In 2014, in his first year as a swimmer, he owned University records in the 1,650 and 500 and earned the title of the ACC Freshman of the Year. In his final year of eligibility as a Senior in 2017–2018, he won his initial NCAA Championship title, competing in the 1650-yard event. The race was close until the 1100 meter mark when Ipsen went ahead of Felix Auboeck of Michigan. Ipsen won the event by a five-second margin, setting a time of 14:24.43, and also finished 11th in the 400 IM recording a 3:39.71 for his time.

To summarize his collegiate accomplishments during his swimming eligibility from 2015 to 2018, he was an All American at NCSU ten times, primarily in the 500 and 1650 freestyle, and was a nine-time champion in the Atlantic Coast Conference in the same events as well as the 400 IM in 2018. Also excelling in the classroom, he made the All-ACC Academic Team all four years in 2015, 2016, 2017, and 2018 and made Scholar Athlete of the Year for the ACC Conference in both 2017 and 2018.

==2016, 2020 Olympics==
Ipsen competed in the men's 400 metre and men's 1500 metre events at the 2016 Summer Olympics in Rio de Janeiro. He finished the 1,500 meter 18th overall with a personal best time of 15:05.91. He also swam the 400 meter freestyle, finishing 20th in 3:48.31. Ipsen was one of five NC State swimmers at the Games.

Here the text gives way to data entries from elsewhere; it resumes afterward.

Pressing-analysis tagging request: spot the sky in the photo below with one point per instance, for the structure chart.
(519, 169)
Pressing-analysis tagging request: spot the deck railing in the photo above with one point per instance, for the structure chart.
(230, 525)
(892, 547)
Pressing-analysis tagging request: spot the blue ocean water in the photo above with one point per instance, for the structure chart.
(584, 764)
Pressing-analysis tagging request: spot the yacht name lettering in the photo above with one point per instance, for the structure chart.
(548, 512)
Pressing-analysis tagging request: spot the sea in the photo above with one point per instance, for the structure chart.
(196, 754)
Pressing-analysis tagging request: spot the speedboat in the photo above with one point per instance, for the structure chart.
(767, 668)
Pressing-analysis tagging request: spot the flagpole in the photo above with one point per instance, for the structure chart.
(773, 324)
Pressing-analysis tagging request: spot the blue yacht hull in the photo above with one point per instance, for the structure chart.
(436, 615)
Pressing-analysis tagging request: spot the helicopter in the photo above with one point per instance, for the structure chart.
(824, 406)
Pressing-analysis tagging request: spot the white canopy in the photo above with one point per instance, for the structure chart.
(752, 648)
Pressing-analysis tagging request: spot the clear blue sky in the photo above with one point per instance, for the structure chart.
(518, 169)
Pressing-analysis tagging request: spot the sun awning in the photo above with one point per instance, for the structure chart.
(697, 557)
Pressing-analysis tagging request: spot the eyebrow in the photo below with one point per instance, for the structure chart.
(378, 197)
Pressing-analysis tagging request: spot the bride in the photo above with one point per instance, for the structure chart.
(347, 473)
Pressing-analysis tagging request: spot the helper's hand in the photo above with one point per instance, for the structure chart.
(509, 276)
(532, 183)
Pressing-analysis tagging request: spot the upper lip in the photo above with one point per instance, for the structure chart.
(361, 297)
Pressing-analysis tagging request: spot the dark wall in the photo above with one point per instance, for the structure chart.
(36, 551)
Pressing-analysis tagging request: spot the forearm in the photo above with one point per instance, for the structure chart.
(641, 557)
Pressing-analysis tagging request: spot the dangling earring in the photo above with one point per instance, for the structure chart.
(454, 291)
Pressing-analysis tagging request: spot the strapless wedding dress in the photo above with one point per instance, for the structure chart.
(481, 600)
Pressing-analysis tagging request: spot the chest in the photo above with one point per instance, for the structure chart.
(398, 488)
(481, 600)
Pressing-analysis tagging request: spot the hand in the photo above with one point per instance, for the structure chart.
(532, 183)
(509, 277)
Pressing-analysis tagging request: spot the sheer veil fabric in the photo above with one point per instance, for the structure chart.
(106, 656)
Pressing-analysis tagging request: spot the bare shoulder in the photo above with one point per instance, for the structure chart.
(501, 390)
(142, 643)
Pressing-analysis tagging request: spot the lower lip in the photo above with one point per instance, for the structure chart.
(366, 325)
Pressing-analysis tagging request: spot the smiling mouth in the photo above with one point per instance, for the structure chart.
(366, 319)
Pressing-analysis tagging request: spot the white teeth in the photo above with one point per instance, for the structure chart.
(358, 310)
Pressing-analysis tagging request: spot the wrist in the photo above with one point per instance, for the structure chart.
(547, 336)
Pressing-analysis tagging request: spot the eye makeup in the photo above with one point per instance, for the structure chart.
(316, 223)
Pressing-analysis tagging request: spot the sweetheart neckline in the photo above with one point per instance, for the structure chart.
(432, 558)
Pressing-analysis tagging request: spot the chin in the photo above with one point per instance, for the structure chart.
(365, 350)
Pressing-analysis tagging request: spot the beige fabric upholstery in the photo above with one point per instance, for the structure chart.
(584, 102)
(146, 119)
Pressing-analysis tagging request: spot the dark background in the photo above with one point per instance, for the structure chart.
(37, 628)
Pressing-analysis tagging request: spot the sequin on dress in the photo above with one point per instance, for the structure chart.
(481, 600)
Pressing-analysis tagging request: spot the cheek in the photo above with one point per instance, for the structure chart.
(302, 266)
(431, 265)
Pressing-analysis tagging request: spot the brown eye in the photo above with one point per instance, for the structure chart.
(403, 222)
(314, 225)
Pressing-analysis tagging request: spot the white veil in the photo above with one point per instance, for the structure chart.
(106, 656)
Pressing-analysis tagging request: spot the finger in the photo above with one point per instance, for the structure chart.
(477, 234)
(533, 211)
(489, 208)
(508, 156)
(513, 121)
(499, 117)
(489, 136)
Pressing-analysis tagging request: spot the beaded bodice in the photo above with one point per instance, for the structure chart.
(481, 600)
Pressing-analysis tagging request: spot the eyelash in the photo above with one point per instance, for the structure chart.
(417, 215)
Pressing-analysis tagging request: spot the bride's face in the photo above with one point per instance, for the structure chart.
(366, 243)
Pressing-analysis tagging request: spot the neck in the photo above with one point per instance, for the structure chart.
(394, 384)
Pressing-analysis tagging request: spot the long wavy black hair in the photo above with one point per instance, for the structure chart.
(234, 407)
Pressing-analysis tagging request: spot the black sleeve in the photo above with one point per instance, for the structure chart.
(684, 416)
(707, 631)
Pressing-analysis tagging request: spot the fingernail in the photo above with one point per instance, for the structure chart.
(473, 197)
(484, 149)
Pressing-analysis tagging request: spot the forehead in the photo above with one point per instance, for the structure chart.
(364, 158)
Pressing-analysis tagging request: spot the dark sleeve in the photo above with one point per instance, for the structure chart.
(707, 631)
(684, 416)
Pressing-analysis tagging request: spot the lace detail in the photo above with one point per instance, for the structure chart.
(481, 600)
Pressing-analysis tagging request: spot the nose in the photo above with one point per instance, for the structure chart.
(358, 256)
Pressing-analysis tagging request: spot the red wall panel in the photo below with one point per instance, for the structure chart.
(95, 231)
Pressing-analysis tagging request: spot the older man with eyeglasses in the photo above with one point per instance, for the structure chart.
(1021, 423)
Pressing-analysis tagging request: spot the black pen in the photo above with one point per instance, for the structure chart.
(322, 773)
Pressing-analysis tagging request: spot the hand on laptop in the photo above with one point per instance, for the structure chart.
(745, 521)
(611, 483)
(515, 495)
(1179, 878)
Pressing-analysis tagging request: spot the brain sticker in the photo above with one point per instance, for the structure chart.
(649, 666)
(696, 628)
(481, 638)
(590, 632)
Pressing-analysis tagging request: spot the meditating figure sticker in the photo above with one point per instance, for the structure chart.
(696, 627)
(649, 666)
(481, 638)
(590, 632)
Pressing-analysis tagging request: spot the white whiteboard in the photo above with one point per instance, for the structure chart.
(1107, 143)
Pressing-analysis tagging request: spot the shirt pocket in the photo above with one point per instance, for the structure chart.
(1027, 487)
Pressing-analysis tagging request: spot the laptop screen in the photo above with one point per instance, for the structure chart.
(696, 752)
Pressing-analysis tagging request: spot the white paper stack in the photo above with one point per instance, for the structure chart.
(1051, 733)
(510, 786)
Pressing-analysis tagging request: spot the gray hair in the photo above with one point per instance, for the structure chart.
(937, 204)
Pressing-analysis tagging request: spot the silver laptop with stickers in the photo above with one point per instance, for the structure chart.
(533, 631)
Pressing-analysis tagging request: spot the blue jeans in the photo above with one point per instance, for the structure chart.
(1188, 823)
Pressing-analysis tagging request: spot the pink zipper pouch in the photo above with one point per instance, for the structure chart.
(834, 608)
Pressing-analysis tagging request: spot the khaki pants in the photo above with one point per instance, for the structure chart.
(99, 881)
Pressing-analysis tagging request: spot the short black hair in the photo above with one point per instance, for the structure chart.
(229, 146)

At the 2020 Olympics in Tokyo, he competed in the 800 meter freestyle finishing 21st with a time of 7:54.98, and competed in the 1500 meter freestyle finishing 14th overall with a time of 15:01.58.

In 2019, he swam for the Cali Condors ISL, a professional international swimming team with Jason Lesak as General Manager.